I never imagined Wade would be this way.

He’s always been so stoic and in control, but when he looks at me, there’s a feral, animalistic possessiveness that wraps tightly around me, and a deep vulnerability, too.

“I want you,” I whisper.

He closes his eyes for a moment, the words seeming to hit him somewhere deep and tender. When he looks back at me, the tension from earlier has eased, replaced by certainty.

His palm traces up my spine under his shirt that I love wearing, and the warmth of his hand sends a shiver through me. When he lifts the hem, my breath catches. The fabric rises inch by inch, and the cool air grazes my skin in its wake.

I lift my arms, and he slides the shirt from my body like a sigh.

Wade looks at me with the kind of awe that warms me from the inside and makes me want to stand a little straighter.

“Beautiful,” he whispers, almost to himself, gently stroking the underside of my full breast with his knuckles.

Heat blooms in my cheeks. Nobody has ever called me beautiful before, and since I had the baby, all I’ve felt is heavy and achy, covered with stretch marks and veins that didn’t used to be there. But Wade looks at me as if this version of me is the one he wanted all along.

A soft trickle of milk runs down the curve of my breast, the letdown happening from the anticipation of his hunger. Instinctively, I move to wipe it, embarrassed, but Wade catches my hand gently.

“Let me,” he murmurs, and he leans forward.

His tongue laps up the spilled milk, his mouth closing around my nipple with a reverence that undoes me. The heat of him, the pull of his tongue, the slow, coaxing suction force pleasure to unspool through me in warm, liquid ribbons, loosening every tight, hurting place in my body.

My hand flies to his soft, dark hair, curling into it as a helpless breath escapes me.

“Wade…”

He groans against my skin as milk releases in a sweet, aching rush. His hands grip my hips, holding me while I hover above him, my thighs trembling. Relief spreads through me, liquid and glowing, as his mouth coaxes milk from me in deep pulls.

My hips rock without permission, searching for the pressure he gives so easily. His breath catches when I move. I feel him, hot and hard beneath the thin fabric of his pajama pants, and the knowledge that he’s hard for me sends heat spiraling low in my belly.

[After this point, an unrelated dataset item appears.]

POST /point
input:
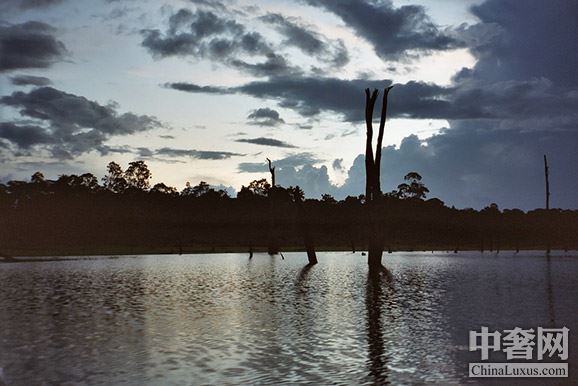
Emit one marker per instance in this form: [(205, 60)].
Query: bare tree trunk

He switches sides, and pleasure sparks sharp enough to make my breath falter.

“Wade,” I gasp, my voice breaking around the edges. “I’m… I can’t hold it…”

“I’ve got you,” he says against my skin, his voice thick with devotion and hunger, his hand tugging my hips into him hard. “Let go.”

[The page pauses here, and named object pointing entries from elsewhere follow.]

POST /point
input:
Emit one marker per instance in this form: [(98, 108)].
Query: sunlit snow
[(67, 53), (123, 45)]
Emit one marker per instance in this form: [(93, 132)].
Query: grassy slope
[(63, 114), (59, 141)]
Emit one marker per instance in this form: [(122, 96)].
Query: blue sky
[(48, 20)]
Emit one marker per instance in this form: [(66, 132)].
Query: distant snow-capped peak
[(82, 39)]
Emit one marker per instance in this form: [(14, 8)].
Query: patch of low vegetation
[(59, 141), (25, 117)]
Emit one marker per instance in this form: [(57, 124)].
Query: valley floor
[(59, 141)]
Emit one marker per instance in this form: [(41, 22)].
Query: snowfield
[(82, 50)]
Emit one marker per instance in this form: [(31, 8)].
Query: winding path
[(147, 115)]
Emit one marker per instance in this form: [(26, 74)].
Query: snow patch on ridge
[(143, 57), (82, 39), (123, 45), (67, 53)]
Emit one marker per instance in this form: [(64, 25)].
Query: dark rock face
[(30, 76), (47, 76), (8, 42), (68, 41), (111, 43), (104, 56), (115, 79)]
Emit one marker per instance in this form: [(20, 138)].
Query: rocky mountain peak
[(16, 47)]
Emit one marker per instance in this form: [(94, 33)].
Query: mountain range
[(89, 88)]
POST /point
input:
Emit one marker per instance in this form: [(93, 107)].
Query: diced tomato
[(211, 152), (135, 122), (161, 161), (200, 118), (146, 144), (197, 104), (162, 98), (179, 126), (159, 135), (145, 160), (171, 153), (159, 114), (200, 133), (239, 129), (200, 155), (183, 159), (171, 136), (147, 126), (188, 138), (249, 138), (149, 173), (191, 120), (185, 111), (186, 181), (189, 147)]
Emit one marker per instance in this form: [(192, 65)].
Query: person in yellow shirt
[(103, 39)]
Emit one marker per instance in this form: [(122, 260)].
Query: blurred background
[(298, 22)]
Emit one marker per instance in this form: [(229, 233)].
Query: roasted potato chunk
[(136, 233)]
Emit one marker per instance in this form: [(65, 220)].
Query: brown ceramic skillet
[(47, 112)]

And I do, pleasure cresting fast, sweeping through me in waves that steal my breath and arch my back. My fingers dig into his shoulders, my cry muffled against his hair as my body shudders with release. Milk spills warm against his mouth, and he groans like the taste is a gift.

He holds me tight through the entire tremor, whispering low, steady words I barely register but feel down to my bones. “Good girl,” he whispers. “Good girl,” and I feel his praise so deeply it brings fresh tears to my eyes.

When I finally sag against him, boneless and breathless, he wraps his arms around me, one hand splayed wide across my spine, the other cupping the back of my thigh. A protector’s hold. A lover’s hold.

“You still want me?” he murmurs against my temple.

I lift my head, take his face in both hands, and kiss him with every ounce of truth I have left. It feels greedy to want these moments for me. The last eighteen months have been solely focused on my son, and in that time, I lost touch with who I am and what I desire.

But in Wade’s arms, pieces of the girl I was are slipping back into place. I can be a mother and also a woman who craves the touch of a man. At least, I want to believe that.

“More than anything,” I breathe, kissing him again. “More than anything.”